MODEL DEPENDENCE OF OUTFLOW RATES FROM AN ACCRETION DISK IN PRESENCE OF A DISSIPATIVE STANDING SHOCK

Abstract

Solutions of black hole accretion flows with axisymmetric shocks are obtained self-consistently when the dissipation at the post-shock flow is taken into account. The Rankine–Hugoniot relationships had to be modified suitably to incorporate the energy loss as well as possible matter loss due to outflows in the post-shock region. The outflow rate from the post-shock region is also computed self-consistently. This was done by considering the quantities in the subsonic post-shock flow as the initial condition for the conical outflow. We have several major results: we find the analytical expression of the ratio of the outflow rate and the inflow rate Rṁ. We find that Rṁ strongly depends on the model assumptions which govern the flow geometry.
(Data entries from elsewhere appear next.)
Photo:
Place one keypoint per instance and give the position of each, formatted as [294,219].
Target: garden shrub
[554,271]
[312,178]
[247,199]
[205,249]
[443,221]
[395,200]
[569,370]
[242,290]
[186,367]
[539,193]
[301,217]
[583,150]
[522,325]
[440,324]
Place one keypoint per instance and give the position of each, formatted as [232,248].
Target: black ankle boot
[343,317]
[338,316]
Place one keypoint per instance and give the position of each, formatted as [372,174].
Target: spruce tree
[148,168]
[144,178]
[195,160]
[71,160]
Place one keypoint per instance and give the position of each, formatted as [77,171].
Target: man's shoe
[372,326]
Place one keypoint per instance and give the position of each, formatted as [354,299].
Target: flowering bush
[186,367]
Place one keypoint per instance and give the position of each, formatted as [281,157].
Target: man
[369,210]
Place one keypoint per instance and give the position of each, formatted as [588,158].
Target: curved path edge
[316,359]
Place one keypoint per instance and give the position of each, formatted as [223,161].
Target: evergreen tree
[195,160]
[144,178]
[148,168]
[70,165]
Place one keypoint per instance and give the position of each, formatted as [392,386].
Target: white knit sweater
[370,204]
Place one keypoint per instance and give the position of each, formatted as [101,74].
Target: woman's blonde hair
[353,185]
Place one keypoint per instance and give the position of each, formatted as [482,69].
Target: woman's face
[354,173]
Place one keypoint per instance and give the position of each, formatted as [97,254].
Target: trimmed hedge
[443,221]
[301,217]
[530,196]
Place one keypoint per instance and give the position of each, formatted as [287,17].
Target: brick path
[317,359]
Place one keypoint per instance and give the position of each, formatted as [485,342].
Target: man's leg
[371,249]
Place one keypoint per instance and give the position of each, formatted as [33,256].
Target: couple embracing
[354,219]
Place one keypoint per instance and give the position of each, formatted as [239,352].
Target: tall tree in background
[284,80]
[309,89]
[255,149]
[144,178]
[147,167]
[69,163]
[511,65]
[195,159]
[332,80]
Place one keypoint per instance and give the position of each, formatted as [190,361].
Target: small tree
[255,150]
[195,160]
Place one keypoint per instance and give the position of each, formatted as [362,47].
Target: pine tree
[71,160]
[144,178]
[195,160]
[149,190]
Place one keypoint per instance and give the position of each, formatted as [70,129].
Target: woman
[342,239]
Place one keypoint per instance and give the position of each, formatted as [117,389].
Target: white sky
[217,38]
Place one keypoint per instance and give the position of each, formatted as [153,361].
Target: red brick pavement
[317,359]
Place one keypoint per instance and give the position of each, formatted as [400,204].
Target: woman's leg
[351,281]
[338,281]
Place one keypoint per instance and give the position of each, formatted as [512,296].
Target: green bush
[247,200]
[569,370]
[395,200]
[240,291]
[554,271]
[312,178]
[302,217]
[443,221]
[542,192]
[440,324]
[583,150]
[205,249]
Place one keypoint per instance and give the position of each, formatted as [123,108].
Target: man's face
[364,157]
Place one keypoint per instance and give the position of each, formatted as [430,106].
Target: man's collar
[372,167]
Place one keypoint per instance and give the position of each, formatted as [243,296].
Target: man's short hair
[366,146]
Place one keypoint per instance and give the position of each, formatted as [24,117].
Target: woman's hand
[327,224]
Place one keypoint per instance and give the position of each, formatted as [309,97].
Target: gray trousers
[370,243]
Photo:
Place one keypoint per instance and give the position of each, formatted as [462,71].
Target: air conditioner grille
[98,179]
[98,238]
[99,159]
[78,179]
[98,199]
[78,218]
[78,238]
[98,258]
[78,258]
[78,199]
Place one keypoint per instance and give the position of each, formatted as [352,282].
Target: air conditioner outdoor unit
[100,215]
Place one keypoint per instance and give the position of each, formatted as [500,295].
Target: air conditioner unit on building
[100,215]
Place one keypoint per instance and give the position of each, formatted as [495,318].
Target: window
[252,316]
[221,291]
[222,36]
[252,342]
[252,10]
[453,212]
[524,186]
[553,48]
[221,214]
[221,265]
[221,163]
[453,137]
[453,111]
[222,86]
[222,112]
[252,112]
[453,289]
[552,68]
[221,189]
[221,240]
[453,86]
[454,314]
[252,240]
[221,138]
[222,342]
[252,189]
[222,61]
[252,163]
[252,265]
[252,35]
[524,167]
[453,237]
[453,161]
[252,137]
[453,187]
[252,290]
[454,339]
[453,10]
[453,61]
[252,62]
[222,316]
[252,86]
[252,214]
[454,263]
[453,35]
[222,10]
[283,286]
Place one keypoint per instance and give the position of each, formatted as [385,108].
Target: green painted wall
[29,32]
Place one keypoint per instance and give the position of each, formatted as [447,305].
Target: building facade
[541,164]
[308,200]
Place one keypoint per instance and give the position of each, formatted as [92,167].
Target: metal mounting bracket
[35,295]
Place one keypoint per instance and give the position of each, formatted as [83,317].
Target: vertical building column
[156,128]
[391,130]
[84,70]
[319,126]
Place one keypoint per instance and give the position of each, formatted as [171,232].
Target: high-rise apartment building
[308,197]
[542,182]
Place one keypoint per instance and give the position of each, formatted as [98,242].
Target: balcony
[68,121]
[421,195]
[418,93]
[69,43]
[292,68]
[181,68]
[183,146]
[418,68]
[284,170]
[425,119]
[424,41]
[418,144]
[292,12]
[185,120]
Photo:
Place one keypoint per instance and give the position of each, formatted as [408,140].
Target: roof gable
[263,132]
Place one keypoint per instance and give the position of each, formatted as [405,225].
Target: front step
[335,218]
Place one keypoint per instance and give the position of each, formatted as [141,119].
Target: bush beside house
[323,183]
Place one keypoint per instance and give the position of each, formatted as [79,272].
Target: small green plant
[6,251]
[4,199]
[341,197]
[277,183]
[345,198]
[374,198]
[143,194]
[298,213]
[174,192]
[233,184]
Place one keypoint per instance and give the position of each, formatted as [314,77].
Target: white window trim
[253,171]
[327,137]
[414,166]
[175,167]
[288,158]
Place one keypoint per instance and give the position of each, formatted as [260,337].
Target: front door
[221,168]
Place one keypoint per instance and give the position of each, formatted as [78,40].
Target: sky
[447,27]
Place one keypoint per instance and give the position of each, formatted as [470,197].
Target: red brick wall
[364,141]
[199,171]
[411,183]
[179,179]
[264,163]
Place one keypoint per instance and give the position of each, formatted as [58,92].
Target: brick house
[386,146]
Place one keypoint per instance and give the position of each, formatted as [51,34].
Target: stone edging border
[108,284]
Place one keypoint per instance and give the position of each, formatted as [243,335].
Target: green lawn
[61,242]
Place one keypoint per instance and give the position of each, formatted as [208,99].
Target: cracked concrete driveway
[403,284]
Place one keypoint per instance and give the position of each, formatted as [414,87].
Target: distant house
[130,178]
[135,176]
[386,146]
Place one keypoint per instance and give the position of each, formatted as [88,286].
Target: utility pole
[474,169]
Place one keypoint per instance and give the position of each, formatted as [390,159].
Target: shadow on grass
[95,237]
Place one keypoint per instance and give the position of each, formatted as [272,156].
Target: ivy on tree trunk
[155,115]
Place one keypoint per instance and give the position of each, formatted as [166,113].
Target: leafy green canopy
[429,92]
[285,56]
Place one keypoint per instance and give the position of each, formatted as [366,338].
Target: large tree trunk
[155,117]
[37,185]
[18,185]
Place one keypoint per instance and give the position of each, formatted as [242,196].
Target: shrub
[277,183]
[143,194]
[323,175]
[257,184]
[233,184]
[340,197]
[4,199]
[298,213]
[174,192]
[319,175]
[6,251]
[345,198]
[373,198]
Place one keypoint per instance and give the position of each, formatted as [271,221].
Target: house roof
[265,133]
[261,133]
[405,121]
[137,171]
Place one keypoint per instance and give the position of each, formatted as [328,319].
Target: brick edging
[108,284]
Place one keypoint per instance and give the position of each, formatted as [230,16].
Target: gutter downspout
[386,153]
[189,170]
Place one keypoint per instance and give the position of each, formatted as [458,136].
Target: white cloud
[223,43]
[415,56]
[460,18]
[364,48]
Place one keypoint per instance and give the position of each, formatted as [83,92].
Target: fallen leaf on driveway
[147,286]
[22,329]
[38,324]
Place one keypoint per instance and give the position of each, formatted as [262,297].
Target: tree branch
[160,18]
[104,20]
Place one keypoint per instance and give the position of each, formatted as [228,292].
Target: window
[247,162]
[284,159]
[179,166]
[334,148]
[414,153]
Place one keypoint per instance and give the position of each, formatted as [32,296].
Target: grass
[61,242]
It appears that, (a) the outflow rate is at most a few percent of the inflow rate, (b) the outflow is absent when the shock is relatively weak, (c) the outflow rate decreases with the increase in the energy loss at the post-shock region. These conclusions are very important as they have direct bearings on the observational effects. Since spectrally soft states are generally believed to be caused by the dominance of the soft photons and almost total loss of thermal energy of the Compton cloud by inverse Comptonization, a spectrally softer state should have less outflows. The opposite is generally true: A spectrally harder state will have a stronger outflow, but the result depends on the compression ratio and the adopted model. The other major result is that the model independence of the transonic properties of the flow does not hold in presence of the loss of the energy (radiation) and mass (outflow).